Essa é a verdadeira liberdade: não a de “fazer o que se quer”, mas a de não ser escravo do que não se escolheu.


O desafio de viver em meio a uma humanidade condicionada
Essa liberdade tem um preço. A sociedade, como organismo coletivo, sente-se ameaçada quando alguém rompe o ciclo das repetições. Quem vive em liberdade pode ser visto como estranho, rebelde ou até perigoso, pois sua vida prova que não é necessário seguir o roteiro herdado.

Os principais desafios são:
* Isolamento: muitos não entenderão sua escolha e se afastarão.


* Hostilidade: a liberdade do outro expõe a prisão alheia, gerando resistência e crítica.


* Solidão: haverá momentos de caminhar contra o fluxo, sentindo o peso da incompreensão.


* Atritos sociais: tradições e convenções cobrarão conformidade, exigindo firmeza para não voltar às correntes.


* Viver nesta liberdade é viver sem máscaras. É por isso que ela é chamada de verdadeira: porque não depende de governos, religiões ou filosofias, mas de uma independência radical psicológica.


Como manter a vida nessa liberdade?
Manter-se livre não exige esforço ou método, mas atenção genuína.


> Silêncio real: não como ausência de som, mas quietude interior, onde o pensamento não ocupa o centro.


> Atenção genuína: presença em cada gesto, sem se perder em distrações compulsivas.


> Meditação espontânea: não forçada, sem técnicas ou controles; o fluir natural de uma mente que observa sem se agarrar.


> Dedicação e envolvimento: entrega consciente a cada instante, seja ao lavar um prato ou tomar uma decisão.


> Relacionamento autêntico: ouvir o outro em profundidade — palavras, silêncios, gestos e emoções — sem se deixar manipular ou perder a autenticidade.
O livre participa da sociedade sem se confundir com seus condicionamentos. Ama sem se anular. Ouve sem se aprisionar. Caminha no mundo sem carregar correntes.

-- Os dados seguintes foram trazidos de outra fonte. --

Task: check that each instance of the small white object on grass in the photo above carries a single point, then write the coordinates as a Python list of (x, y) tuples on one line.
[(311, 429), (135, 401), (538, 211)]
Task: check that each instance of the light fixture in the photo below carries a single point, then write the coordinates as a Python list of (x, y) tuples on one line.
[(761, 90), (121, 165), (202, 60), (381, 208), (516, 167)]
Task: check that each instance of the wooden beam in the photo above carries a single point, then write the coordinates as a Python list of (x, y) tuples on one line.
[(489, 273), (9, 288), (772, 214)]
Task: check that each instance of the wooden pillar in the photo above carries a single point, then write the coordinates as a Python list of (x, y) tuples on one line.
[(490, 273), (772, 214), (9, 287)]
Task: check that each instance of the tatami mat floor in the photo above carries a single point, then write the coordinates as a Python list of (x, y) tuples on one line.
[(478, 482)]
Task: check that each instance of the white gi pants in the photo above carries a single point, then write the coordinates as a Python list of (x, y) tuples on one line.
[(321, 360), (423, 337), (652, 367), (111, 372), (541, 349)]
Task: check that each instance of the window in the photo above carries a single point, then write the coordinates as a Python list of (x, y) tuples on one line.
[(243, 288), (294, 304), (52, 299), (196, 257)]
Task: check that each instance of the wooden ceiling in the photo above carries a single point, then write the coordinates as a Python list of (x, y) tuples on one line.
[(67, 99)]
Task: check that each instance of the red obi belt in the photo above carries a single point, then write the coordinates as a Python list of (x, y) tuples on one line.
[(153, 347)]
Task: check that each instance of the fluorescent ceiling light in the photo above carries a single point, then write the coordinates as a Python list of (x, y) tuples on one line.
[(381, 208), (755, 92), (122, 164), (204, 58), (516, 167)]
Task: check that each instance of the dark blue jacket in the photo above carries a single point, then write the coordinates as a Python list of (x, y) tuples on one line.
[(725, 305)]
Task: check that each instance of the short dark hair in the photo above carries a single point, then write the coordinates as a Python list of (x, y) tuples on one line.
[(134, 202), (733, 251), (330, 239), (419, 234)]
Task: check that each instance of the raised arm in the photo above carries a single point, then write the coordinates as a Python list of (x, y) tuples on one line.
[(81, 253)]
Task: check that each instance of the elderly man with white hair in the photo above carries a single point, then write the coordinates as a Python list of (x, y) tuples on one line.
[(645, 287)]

A relação com a humanidade diante dessa nova vida.
À medida que mais pessoas atravessam a porta do descondicionamento, algo começa a mudar no tecido humano. As relações deixam de ser de exploração e se tornam de encontro. A sociedade deixa de repetir tradições cegas e se abre a uma criatividade viva.
Não será um mundo sem conflitos, mas um mundo em que as decisões partem da clareza e não do automatismo. Tradições não serão seguidas por medo, mas escolhidas com consciência. O convívio nascerá do respeito às diferenças e não da submissão.
Até lá, cada ser humano livre será como um farol em meio à tempestade: visível, solitário, e ao mesmo tempo indispensável.



📌 Conclusão
Viver a liberdade do condicionamento é viver de forma integral — sem ilusões, sem máscaras e sem medo. É enfrentar perigos, incompreensões e isolamento, mas sentir o sabor incomparável de existir sem correntes. Essa vida não promete conforto, mas revela autenticidade.
Ser livre é caminhar em meio a um mundo condicionado sem se tornar refém dele; é escolher a clareza em vez da repetição, a autenticidade em vez da conveniência, a consciência em vez do hábito.
A verdadeira liberdade não é conquistar algo externo, mas dissolver as amarras internas que moldavam a existência. E quando isso acontece, o ser humano não apenas se liberta de si, mas abre uma nova possibilidade para a humanidade inteira.